(Automated transcription)
Jay Marshall: Lots of people talk about democratizing AI, but you can't democratize AI if you stop at the hardware. And lots of folks are starting to realize that deploying AI in production, at scale, can be challenging and very expensive if they wait until the end to consider their hardware options.
Eric Korman: At Striveworks, we say our goal is to disappear MLOps, and what we mean by that is there's all these things that data scientists do that's not actually data science.
So things such as provisioning: compute, setting up GPU device drivers, managing model checkpoints and artifacts, managing data sets. And it really just should be taken care of for them and automated.
And that's what our platform, Chariot, aims to do. So really just allowing data scientists to focus on data science.
And then the other big aspect of Chariot is we want it to go wherever our clients are. So if we have a client that, say, is already hooked into a cloud provider such as GCP, or if they're multi-cloud or hybrid or completely on-prem, our platform can deploy there and has the same low-code, no-code interface, regardless of the underlying infrastructure.
Now with this stack, in Chariot, our customers can train, deploy, and monitor models on a very low-code, no-code way. And that deployment piece is taken care of by NeuralMagic and C3D.
So models are running on CPU, especially with the C3D instances compared to the earlier generations. You're not sacrificing any speed by moving those models off of GPU.
And so that really just saves our customers money, allows them to train more models, it's
Jay Marshall: At its core, NeuralMagic is an ML optimization company. We help customers optimize their machine learning models and then run those models as performantly as possible on the underlying hardware.

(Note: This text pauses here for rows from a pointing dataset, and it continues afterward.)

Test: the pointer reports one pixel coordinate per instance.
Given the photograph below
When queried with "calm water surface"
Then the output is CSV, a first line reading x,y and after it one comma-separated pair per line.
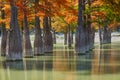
x,y
103,63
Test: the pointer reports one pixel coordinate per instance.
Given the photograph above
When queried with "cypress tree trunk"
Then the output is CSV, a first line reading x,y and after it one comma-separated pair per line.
x,y
14,44
100,34
91,32
47,36
80,35
27,48
54,37
4,35
38,42
109,35
69,37
72,41
106,35
65,38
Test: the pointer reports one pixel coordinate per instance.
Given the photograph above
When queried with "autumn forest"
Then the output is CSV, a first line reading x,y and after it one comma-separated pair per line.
x,y
48,17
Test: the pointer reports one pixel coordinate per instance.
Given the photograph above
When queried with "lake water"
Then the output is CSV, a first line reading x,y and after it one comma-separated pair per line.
x,y
103,63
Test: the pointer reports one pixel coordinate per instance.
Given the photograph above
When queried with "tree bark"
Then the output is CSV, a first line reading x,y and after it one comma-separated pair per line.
x,y
100,34
4,35
80,35
27,48
47,36
14,44
38,42
65,38
69,37
106,35
54,37
72,39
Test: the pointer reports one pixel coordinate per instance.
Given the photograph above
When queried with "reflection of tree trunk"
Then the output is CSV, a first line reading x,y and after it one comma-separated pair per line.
x,y
14,44
69,38
4,35
47,36
54,37
27,48
80,35
65,38
106,35
38,42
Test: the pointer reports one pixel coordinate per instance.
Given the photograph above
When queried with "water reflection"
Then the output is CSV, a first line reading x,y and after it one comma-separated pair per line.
x,y
101,63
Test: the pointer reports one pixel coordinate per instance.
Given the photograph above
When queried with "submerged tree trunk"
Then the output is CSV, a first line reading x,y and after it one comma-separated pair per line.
x,y
14,44
47,36
80,35
38,42
69,37
65,38
106,35
4,35
27,48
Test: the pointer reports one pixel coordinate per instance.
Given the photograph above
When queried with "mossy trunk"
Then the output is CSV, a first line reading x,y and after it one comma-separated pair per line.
x,y
65,38
4,35
72,39
54,37
69,37
14,43
47,36
80,35
100,35
106,35
27,48
38,42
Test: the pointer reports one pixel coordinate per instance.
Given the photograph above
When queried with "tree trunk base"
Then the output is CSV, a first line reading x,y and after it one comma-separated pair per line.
x,y
14,57
38,51
48,49
81,50
2,54
28,54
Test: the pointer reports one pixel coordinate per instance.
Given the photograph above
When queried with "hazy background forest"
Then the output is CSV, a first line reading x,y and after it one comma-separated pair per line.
x,y
60,39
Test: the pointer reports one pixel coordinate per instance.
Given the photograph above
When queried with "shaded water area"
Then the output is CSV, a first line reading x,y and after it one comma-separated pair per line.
x,y
103,63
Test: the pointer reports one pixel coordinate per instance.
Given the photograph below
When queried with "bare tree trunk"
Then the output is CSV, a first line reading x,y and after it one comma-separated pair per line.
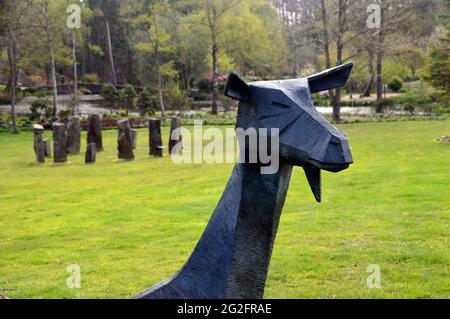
x,y
110,55
326,42
75,72
215,93
371,70
53,74
340,50
160,90
13,78
380,43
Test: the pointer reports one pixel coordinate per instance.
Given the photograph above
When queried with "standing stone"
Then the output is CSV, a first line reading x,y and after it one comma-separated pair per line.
x,y
48,148
174,140
91,154
124,142
95,132
59,143
39,146
134,139
73,135
156,147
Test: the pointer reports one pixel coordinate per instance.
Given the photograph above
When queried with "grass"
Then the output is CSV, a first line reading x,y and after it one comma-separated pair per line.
x,y
129,225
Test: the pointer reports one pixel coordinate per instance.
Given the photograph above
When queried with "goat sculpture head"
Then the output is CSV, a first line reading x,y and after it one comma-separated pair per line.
x,y
306,138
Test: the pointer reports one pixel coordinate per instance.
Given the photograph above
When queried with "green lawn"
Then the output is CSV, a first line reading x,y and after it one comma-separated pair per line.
x,y
129,225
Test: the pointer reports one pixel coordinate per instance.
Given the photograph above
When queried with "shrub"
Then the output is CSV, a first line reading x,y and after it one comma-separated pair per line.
x,y
41,106
111,96
129,95
386,103
92,78
395,85
409,108
175,98
147,102
204,85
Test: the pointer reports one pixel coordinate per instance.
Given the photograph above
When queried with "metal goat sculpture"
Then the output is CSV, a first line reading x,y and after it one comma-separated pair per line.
x,y
232,258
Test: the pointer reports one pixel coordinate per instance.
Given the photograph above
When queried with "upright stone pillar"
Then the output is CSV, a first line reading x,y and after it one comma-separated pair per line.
x,y
59,143
134,139
48,148
124,143
174,140
39,146
91,154
73,135
95,132
155,140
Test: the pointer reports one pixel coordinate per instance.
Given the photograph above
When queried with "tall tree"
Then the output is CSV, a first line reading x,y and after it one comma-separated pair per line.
x,y
50,19
393,14
211,14
11,26
150,18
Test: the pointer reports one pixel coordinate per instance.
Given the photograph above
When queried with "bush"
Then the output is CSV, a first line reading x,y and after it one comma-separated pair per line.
x,y
147,102
129,95
386,103
111,96
175,98
395,85
41,106
204,86
412,99
92,78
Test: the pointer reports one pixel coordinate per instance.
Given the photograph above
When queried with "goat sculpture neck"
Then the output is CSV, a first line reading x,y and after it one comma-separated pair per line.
x,y
232,257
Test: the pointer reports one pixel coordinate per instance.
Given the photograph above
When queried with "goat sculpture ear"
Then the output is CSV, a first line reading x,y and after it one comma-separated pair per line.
x,y
236,88
330,79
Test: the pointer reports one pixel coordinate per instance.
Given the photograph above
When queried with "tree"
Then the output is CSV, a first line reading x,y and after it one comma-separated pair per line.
x,y
393,13
438,67
414,58
210,14
150,18
50,19
11,26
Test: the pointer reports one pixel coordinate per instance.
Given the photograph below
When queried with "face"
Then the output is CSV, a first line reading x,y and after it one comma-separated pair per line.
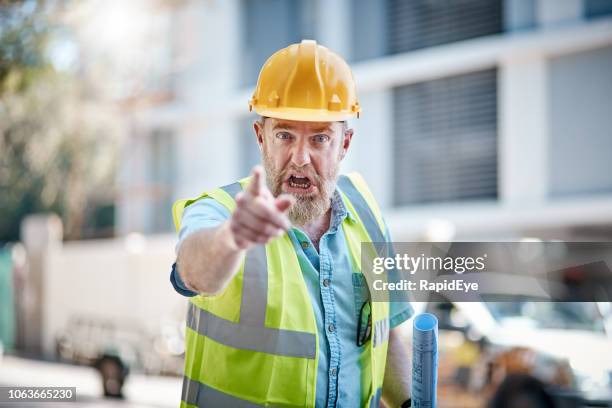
x,y
303,159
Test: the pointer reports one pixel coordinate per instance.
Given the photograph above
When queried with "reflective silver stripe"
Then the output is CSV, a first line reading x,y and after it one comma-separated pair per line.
x,y
232,189
201,395
279,342
254,287
363,209
381,332
375,401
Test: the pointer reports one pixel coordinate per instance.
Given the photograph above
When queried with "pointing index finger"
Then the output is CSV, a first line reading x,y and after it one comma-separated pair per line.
x,y
256,185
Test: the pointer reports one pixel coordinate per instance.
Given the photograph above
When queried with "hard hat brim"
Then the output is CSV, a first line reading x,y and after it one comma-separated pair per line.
x,y
305,115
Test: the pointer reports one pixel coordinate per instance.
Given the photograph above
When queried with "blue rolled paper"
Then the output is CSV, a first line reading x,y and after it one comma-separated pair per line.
x,y
424,361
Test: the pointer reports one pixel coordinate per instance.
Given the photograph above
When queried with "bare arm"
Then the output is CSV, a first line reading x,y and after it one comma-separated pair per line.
x,y
208,259
396,385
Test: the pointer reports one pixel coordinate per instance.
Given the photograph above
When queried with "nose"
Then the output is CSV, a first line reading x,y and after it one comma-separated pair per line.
x,y
300,154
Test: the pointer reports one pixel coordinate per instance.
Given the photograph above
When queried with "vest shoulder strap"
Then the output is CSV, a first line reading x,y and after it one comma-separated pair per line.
x,y
362,200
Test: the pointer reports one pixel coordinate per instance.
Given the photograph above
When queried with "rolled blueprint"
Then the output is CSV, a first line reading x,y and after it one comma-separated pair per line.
x,y
424,361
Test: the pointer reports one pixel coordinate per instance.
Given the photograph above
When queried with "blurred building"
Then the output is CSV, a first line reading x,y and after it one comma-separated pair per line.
x,y
481,118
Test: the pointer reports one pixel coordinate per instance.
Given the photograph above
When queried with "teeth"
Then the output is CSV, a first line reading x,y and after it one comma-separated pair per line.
x,y
296,185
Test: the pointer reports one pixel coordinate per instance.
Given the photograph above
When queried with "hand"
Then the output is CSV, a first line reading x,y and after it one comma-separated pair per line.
x,y
259,216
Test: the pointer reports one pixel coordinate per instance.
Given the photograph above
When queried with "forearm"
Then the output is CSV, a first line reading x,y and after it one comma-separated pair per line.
x,y
208,259
396,386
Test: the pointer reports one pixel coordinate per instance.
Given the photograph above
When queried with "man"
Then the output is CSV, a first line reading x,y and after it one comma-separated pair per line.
x,y
283,315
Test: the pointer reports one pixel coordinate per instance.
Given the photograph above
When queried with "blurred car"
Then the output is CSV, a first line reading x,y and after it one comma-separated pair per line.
x,y
523,353
116,348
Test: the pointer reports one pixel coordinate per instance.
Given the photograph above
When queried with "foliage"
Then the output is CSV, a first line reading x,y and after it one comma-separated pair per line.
x,y
54,148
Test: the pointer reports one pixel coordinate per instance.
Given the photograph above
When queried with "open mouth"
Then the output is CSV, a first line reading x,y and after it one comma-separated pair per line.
x,y
299,182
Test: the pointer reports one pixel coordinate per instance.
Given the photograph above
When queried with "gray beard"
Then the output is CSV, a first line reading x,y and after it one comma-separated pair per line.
x,y
305,210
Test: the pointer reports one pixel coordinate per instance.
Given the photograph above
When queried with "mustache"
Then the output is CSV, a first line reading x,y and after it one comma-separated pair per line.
x,y
308,171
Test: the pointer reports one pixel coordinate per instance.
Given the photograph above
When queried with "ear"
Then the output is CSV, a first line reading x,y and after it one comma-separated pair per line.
x,y
258,126
346,142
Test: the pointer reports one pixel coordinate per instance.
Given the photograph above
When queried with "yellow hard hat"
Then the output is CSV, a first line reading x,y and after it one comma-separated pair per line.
x,y
306,82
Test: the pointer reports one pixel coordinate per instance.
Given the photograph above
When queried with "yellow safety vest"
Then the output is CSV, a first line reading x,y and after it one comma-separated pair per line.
x,y
256,343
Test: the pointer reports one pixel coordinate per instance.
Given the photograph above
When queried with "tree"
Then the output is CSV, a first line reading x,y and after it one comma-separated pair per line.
x,y
55,153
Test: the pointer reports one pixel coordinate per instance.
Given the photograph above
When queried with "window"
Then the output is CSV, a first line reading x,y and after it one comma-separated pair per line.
x,y
445,139
161,178
270,25
597,8
424,23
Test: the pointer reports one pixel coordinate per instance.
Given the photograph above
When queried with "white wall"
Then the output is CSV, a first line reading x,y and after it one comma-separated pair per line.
x,y
123,280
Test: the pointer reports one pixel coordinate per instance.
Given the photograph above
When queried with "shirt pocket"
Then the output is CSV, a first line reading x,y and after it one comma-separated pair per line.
x,y
360,291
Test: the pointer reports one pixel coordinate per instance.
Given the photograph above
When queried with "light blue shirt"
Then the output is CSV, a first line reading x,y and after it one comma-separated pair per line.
x,y
337,296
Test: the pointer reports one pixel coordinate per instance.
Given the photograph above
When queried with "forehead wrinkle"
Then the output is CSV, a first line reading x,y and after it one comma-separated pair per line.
x,y
325,127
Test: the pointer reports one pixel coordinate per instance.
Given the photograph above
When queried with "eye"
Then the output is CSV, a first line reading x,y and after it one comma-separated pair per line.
x,y
320,138
283,135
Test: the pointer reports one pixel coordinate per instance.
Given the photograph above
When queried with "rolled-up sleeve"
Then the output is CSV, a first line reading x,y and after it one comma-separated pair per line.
x,y
205,213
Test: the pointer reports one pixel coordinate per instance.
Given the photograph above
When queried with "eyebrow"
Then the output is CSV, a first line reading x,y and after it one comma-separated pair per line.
x,y
288,126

Now the latest Google Cloud C3D instances, powered by AMD EPYC™ processors, bring even more performance than the prior generation N2D instances at, ultimately, a lower cost.
And Google Cloud's own internal testing found 2x performance gains on NLP models like BERT and up to 3x performance gains on computer vision models like YOLO and ResNet in gen-over-gen performance comparisons.
NeuralMagic's DeepSparse can be deployed either as a virtual machine image, a container
on Google Kubernetes Engine, or even on physical hardware, like Google Distributed Cloud.
But by bringing this kind of performance to CPU-based architectures like the C3D instances on Google Cloud, NeuralMagic is giving customers choice by deploying on the ubiquitous x86 processors that they already know how to manage.
This choice, and the operational efficiencies that come with it, move us one step closer to the true democratization of AI.